Generally, the machine learning algorithm processes the
representations of the molecules to generate a molecular properties
model. The learned molecular properties model may then be used to
generate a prediction about the property of interest for additional
molecules. Additional molecules predicted to exhibit the property
of interest may then be the subject of further investigation, e.g.,
experimental verification of the prediction.
BRIEF DESCRIPTION OF THE DRAWINGS
[0014] The following detailed description makes reference to the
drawings, which are now briefly described.
[0015] FIG. 1 illustrates an exemplary computer system that may be
used to implement or perform embodiments of the present
invention.
[0016] FIG. 2 is a block diagram illustrating sources of training
data, including data sources used to provide virtual data and
virtual molecules used to train a molecular properties model,
according to one embodiment of the invention.
[0017] FIG. 3 illustrates a flow diagram of a method for
constructing a molecular properties model using virtual data,
according to one embodiment of the invention.
[0018] FIG. 4 illustrates a block diagram of data flow using a
molecular properties model to generate predictions for arbitrary
molecules, according to one embodiment of the invention.
DETAILED DESCRIPTION
[0019] Embodiments of the present invention provide methods and
articles of manufacture for generating training data used to train
a molecular properties model ("model" for short). Embodiments of
the invention provide training data that includes descriptions of
molecules known to physically exist along with descriptions of
molecules generated in silico using computational means, i.e.,
"virtual molecules." Virtual molecules may be constructed using
computational simulations that generate molecules capable of
physically existing, but which may never have been physically
synthesized. As used herein, property information or "property of
interest" generally refers to a molecular property being
modeled.
[0020] In one embodiment, the property information represents an
empirically measurable property of a molecule.
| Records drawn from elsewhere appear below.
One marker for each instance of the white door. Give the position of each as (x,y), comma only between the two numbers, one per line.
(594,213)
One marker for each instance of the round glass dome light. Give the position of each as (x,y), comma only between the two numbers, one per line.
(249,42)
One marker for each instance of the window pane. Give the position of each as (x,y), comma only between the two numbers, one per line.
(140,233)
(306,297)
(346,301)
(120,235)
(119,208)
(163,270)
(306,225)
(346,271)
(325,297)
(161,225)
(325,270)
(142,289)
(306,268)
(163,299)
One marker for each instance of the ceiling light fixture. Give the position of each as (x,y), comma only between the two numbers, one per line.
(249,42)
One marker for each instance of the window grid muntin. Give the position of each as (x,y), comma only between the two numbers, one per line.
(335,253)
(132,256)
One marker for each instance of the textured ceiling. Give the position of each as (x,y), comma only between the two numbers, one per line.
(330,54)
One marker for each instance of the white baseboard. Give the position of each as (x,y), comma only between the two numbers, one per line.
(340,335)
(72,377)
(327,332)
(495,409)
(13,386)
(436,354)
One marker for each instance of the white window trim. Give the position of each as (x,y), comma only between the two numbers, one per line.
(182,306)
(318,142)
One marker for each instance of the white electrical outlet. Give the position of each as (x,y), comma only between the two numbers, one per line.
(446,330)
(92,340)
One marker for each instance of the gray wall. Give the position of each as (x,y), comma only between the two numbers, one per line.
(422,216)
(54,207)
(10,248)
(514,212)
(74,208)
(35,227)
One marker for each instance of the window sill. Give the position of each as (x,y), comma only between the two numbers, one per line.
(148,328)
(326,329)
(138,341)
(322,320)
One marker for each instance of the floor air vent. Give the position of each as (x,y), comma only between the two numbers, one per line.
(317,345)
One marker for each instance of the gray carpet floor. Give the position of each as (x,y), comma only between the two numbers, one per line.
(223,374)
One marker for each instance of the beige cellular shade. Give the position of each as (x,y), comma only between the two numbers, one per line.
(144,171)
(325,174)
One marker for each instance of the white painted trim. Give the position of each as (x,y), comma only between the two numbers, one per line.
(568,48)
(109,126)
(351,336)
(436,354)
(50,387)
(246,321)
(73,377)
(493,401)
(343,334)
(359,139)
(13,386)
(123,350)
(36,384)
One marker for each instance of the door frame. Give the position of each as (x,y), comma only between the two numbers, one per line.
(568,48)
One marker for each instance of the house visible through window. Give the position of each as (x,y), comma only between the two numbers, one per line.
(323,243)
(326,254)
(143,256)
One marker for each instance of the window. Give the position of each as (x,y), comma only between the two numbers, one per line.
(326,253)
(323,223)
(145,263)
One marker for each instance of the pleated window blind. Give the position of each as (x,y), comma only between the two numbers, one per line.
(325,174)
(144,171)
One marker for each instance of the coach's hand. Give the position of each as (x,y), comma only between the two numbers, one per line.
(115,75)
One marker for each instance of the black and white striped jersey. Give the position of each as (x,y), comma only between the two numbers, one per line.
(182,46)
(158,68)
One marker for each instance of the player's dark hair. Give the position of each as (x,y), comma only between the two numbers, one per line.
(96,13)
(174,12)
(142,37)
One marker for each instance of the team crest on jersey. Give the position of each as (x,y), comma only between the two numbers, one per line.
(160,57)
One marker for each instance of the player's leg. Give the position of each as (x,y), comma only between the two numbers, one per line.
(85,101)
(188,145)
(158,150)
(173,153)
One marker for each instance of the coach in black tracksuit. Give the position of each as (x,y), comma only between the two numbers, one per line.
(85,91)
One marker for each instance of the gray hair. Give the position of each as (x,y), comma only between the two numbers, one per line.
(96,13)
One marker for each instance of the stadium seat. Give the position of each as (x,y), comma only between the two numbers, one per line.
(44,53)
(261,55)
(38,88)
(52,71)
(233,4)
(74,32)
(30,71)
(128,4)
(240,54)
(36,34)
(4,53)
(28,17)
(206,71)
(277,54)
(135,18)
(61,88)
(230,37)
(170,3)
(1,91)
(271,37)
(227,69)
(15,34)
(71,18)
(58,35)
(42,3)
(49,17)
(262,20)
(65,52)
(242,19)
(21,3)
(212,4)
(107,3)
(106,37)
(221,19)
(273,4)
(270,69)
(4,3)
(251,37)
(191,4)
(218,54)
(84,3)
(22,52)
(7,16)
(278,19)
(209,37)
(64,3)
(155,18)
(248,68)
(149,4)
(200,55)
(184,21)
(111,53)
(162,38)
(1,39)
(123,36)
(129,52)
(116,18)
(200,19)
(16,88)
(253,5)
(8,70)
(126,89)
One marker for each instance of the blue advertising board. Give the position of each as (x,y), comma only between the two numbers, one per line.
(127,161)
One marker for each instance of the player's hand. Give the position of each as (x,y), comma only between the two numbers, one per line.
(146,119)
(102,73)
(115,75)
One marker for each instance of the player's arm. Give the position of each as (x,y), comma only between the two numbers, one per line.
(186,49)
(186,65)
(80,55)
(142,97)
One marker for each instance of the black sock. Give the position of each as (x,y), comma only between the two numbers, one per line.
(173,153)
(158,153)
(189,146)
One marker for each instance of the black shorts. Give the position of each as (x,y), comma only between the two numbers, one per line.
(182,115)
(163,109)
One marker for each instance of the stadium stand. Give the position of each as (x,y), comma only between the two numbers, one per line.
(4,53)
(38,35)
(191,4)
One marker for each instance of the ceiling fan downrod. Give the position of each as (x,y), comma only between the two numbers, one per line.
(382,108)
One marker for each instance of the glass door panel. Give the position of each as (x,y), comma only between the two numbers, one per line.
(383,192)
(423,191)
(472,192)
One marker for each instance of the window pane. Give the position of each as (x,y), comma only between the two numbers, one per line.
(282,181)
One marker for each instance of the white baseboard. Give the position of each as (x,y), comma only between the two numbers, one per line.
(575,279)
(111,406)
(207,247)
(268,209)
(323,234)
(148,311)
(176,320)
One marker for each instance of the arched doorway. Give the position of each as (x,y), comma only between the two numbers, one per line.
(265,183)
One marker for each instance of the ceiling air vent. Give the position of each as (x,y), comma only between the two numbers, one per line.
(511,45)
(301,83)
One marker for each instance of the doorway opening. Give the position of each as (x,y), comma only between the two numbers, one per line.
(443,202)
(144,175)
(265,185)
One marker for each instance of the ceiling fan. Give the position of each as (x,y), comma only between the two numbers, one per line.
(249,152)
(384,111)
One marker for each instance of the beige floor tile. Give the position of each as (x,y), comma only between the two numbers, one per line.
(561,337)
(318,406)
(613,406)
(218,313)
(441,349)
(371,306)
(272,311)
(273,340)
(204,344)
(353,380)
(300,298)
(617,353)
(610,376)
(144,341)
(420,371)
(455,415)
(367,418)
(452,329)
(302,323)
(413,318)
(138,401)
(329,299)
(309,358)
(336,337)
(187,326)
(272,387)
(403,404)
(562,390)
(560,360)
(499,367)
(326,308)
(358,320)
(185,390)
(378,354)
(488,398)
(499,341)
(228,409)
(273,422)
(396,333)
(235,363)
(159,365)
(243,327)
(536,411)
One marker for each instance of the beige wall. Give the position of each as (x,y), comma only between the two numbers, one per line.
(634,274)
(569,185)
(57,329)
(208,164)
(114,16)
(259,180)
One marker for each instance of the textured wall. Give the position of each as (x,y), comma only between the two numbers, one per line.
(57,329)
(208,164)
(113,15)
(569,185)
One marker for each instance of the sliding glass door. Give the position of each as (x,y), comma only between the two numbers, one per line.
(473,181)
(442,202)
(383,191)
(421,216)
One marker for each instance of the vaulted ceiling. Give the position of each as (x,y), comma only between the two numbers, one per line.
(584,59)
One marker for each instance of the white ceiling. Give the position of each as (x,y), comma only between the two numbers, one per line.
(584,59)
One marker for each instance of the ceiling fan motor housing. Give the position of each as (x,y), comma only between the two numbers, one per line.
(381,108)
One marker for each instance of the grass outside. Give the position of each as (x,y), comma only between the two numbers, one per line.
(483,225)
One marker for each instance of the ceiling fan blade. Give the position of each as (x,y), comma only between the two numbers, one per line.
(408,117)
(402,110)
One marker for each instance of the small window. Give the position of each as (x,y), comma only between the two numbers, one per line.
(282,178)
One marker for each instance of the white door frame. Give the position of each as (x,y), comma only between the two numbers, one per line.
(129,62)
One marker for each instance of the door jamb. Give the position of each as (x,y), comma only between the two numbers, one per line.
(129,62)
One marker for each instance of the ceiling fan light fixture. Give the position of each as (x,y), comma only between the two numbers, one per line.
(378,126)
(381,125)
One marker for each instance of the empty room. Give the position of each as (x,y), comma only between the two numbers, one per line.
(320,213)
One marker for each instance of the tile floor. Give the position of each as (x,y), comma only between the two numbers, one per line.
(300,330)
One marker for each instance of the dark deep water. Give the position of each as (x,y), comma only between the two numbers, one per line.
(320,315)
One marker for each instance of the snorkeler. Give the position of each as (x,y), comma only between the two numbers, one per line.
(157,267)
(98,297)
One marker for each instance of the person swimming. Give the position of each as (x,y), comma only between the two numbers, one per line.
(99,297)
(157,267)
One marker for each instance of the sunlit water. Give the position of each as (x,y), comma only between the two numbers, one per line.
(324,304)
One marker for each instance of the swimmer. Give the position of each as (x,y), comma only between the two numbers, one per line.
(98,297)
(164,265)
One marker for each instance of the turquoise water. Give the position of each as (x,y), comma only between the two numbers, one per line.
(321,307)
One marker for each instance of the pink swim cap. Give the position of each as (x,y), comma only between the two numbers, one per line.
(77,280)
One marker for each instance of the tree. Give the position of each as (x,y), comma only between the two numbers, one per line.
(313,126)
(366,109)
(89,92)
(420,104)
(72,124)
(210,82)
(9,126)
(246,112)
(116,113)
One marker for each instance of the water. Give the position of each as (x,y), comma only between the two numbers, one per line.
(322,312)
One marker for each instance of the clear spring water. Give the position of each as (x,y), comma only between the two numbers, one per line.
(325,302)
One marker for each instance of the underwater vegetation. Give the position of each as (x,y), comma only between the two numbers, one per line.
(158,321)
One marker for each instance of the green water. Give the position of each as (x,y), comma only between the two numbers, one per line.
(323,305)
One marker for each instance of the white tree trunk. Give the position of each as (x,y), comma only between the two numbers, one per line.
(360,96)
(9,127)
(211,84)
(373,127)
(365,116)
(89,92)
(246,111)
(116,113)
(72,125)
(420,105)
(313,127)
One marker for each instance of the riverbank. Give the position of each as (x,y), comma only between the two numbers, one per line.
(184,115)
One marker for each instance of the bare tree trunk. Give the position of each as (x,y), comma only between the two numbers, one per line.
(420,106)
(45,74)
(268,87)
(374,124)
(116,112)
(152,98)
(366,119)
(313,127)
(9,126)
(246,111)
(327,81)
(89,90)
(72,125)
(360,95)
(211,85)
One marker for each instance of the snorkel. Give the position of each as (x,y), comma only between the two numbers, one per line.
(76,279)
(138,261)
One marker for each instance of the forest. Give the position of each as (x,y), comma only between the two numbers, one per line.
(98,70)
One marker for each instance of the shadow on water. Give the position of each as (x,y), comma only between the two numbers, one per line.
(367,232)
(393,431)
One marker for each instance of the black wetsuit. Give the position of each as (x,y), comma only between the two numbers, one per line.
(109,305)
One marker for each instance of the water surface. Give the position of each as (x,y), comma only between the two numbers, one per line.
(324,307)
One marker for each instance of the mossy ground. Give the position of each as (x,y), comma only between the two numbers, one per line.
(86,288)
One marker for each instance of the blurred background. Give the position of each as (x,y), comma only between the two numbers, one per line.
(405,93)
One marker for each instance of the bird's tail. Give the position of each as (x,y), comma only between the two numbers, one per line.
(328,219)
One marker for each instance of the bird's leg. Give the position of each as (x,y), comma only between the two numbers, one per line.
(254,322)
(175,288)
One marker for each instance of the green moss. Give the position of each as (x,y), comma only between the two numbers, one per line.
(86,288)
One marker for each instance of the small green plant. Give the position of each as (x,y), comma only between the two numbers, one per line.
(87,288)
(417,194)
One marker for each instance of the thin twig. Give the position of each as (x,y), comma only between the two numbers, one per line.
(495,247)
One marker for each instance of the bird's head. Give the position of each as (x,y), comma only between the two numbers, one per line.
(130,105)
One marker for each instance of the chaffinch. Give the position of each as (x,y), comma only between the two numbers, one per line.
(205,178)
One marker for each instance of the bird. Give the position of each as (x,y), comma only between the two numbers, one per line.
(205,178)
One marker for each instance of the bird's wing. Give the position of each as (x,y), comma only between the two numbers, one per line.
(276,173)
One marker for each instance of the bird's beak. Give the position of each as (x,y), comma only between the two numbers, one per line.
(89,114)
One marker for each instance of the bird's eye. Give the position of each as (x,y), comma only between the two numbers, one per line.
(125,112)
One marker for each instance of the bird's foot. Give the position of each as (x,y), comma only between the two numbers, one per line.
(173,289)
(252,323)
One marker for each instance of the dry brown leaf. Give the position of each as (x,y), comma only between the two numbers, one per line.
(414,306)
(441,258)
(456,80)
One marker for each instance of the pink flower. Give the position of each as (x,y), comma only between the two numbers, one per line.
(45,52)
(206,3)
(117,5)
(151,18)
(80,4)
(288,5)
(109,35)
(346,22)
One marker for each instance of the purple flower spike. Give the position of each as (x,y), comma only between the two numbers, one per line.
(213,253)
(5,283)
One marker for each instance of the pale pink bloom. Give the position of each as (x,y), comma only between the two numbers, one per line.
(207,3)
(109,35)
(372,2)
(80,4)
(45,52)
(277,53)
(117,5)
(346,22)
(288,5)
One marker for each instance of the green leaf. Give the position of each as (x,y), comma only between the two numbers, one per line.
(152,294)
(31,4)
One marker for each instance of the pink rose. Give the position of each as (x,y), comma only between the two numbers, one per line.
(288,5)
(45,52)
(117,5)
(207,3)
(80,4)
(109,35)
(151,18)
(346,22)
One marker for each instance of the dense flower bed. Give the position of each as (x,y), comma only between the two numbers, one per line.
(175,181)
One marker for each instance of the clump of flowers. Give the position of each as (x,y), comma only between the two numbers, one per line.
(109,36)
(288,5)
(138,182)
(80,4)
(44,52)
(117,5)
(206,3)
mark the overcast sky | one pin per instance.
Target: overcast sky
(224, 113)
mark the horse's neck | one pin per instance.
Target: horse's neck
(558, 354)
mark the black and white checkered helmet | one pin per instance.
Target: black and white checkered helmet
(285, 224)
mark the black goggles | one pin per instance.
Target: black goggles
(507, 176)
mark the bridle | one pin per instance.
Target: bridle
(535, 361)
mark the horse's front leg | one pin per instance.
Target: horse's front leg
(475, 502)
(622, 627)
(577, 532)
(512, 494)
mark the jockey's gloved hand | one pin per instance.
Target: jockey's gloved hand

The property
information for a given molecule may be based on intrinsic or
extrinsic properties including, for example, the physiological
activity, pharmacokinetic property, pharmacodynamic property,
physiological or pharmacological activity, toxicity or selectivity;
a chemical property including reactivity, binding affinity, or a
property of specific atoms or bonds in a molecule; or a physical
property including melting point or solubility or a force-field
parameter.
[0021] Typically, the task of the model is to generate a prediction
about the property of interest relative to a particular test
molecule (whether the test molecule is selected from real,
existing, known or virtual molecules). The model learns to perform
the task using training data provided by embodiments of the
invention. Further, property information for molecules included in
the training data may be provided using "virtual data," and may
include information obtained from reasonable assumptions, computer
simulations, or other modeling efforts. For example, computer
simulations may be performed that simulate the physics of the
molecular property of interest using molecular mechanics or quantum
mechanics. Property information may also be obtained from
laboratory experimentation or published literature sources.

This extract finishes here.